Он еще ниже наклонился над девушкой.

— Вы не верите, вы думаете, что Алымов только и умеет смеяться… Ах, Фленушка, Фленушка! Если бы вы могли заглянуть Алымову в душу… Но вы не хотите, вам это зрелище не интересно… Бог с вами. А я все-таки скажу вам то, что хотел сказать еще утром. Если бы вы… когда-нибудь… Нет, не выходит, — прервал он себя грустно. — Ну, все равно. Когда-то, Фленушка, вы, кажется, считали меня другом. Так вот, на правах старого друга я скажу вам: всего лучше было бы вам бросить Романыча на произвол судьбы и итти себе своей дорогой.

Романыч желчно засмеялся.

— И смеется-то скверно, — кинул в его сторону Алымов. — Ну, вспомните, голубушка, оглянитесь хоть немного. Ведь он вел себя с вами как последний дурак и тупица: ломит под пароход, о вас думает столько же, сколько о самоварной трубе, которая нашла вечное успокоение в пучине.

До сих пор Алымов говорил серьезно. Но воспоминание о печальной участи трубы, повидимому, представило слишком сильное искушение. Он захохотал, откинув голову, и потом сказал виновато и грустно:

— Опять этот проклятый смех… Это прямо несчастье моей жизни! Ну, до свидания, дети мои. Все я говорил не то, что нужно. Берите у жизни, что дается, и… примите благословение художника Алымова… Об Алымове же ведайте, что его, в случае надобности, найдете в буфете.

Он засмеялся совсем весело, и его шляпа исчезла из пределов моего зрения.

— Шут гороховый, — злобно сказал Романыч, в свою очередь подходя к девушке. Я слушал, улыбаясь, полукомические объяснения Алымова, но теперь дальнейшее подслушивание мне показалось неуместным, и я отошел от кормы. Когда, пройдя вдоль палубы, я опять подошел к этому месту, у казенки никого уже не было.

IV

Зато на пароходе ясно сказывалось присутствие живого и беспокойного человека. Через несколько минут Алымов сошелся с компанией молодых людей, вяло изнывавших во втором классе, появился с ними у буфета и организовал на корме импровизированный хор. Концерт вышел довольно оригинальный. На небольшом пространстве, освещенном электрической лампочкой, теснилась кучка молодежи; на фоне темной реки рисовались широкие шляпы, форменные фуражки, порой старое пальтишко, то опять молодцевато выпяченная грудь с блестящими пуговицами. Молодые голоса летели в темноту и отдавались в сонных ущельях, а ритмический плеск воды за кормой аккомпанировал пению…

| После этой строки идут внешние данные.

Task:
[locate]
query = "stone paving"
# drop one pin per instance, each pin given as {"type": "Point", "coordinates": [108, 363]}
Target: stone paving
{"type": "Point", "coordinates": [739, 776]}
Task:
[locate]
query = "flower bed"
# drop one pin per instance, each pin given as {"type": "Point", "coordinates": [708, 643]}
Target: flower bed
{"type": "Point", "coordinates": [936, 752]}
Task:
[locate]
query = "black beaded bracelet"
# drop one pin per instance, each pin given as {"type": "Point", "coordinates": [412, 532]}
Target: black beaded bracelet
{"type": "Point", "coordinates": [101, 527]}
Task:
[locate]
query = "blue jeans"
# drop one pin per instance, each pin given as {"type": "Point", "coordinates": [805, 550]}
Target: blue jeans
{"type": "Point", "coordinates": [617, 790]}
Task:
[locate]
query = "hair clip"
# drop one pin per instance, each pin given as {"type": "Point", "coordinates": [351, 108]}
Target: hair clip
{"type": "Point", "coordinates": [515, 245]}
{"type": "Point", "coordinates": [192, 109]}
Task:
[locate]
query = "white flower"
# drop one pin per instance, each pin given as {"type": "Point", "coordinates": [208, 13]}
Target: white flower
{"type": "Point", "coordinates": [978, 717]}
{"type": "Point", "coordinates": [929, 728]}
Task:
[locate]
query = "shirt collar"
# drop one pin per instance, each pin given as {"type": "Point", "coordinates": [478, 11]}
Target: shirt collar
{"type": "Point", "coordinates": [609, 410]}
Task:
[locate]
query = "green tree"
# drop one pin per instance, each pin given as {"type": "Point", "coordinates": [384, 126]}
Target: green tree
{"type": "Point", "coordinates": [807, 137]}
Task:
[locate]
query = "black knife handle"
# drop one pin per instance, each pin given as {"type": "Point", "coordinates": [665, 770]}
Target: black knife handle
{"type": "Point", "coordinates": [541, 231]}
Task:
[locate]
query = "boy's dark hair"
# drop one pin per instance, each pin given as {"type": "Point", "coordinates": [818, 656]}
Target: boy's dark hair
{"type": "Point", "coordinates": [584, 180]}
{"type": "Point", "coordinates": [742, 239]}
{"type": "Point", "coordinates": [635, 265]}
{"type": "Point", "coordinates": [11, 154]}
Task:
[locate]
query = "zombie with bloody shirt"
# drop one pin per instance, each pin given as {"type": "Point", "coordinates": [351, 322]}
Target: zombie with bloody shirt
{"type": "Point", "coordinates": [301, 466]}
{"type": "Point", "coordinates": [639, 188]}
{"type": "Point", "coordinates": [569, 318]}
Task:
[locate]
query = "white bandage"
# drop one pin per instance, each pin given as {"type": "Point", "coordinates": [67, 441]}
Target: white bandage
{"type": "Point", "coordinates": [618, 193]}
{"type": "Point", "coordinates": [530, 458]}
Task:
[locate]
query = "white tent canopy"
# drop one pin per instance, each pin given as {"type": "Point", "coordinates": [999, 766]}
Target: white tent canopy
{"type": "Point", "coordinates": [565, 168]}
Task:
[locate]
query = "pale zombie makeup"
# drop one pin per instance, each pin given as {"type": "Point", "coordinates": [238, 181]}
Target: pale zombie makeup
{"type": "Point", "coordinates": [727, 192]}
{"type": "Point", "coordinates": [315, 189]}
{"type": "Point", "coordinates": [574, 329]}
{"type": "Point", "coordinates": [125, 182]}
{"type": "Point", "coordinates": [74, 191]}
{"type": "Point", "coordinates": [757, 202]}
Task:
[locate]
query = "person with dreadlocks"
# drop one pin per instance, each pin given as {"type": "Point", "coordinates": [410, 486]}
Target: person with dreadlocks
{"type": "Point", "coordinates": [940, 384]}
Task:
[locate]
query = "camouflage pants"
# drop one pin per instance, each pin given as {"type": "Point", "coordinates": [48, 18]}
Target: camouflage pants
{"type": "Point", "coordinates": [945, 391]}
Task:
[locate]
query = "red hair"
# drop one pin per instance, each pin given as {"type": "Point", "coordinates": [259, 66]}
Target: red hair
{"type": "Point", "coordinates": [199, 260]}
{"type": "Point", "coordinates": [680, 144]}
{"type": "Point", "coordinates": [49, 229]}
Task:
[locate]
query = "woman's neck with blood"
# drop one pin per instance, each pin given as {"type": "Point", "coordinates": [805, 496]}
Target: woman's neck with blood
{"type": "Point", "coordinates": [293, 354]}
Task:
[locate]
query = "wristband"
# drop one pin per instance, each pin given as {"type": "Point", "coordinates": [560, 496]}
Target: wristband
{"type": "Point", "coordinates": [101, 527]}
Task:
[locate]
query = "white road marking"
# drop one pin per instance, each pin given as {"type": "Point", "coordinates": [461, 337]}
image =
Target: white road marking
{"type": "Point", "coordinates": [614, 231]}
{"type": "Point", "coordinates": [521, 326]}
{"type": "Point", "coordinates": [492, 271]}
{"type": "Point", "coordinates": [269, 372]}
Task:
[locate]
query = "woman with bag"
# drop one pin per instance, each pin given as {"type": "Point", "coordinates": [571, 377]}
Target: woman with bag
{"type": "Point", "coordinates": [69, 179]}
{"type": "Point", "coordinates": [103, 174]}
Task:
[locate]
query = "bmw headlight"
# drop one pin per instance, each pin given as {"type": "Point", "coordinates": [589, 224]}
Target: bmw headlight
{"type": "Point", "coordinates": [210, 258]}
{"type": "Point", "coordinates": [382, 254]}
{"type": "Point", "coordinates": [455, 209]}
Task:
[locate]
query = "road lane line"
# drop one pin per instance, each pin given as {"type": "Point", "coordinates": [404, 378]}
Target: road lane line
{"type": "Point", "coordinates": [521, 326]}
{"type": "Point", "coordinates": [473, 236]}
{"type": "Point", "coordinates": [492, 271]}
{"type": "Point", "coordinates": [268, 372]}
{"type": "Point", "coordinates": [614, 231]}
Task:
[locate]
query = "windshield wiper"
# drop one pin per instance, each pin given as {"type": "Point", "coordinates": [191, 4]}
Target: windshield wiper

В боковых галлерейках толпилась заинтересованная публика, выползло даже несколько фигур из третьего класса. Два торговца, говорившие недавно о змее, уселись поблизости, прислушиваясь к пению. Только Алымов был, повидимому, недоволен, нервно обрывал песню за песней и начинал другие.

— Давайте, господа, «Волгу-матушку».

«Во-олга ма-атушка бурлива, говорят», — начинал он высоким, довольно приятным, хотя и слабым тенором.

«Под Самарою, — подхватывал хор, — разбойнички шалят».

— Нет, не выходит, — нетерпеливо махал он рукой. — Давайте другую.

— Да что вам нужно? — спрашивали у него. — Ведь не опера.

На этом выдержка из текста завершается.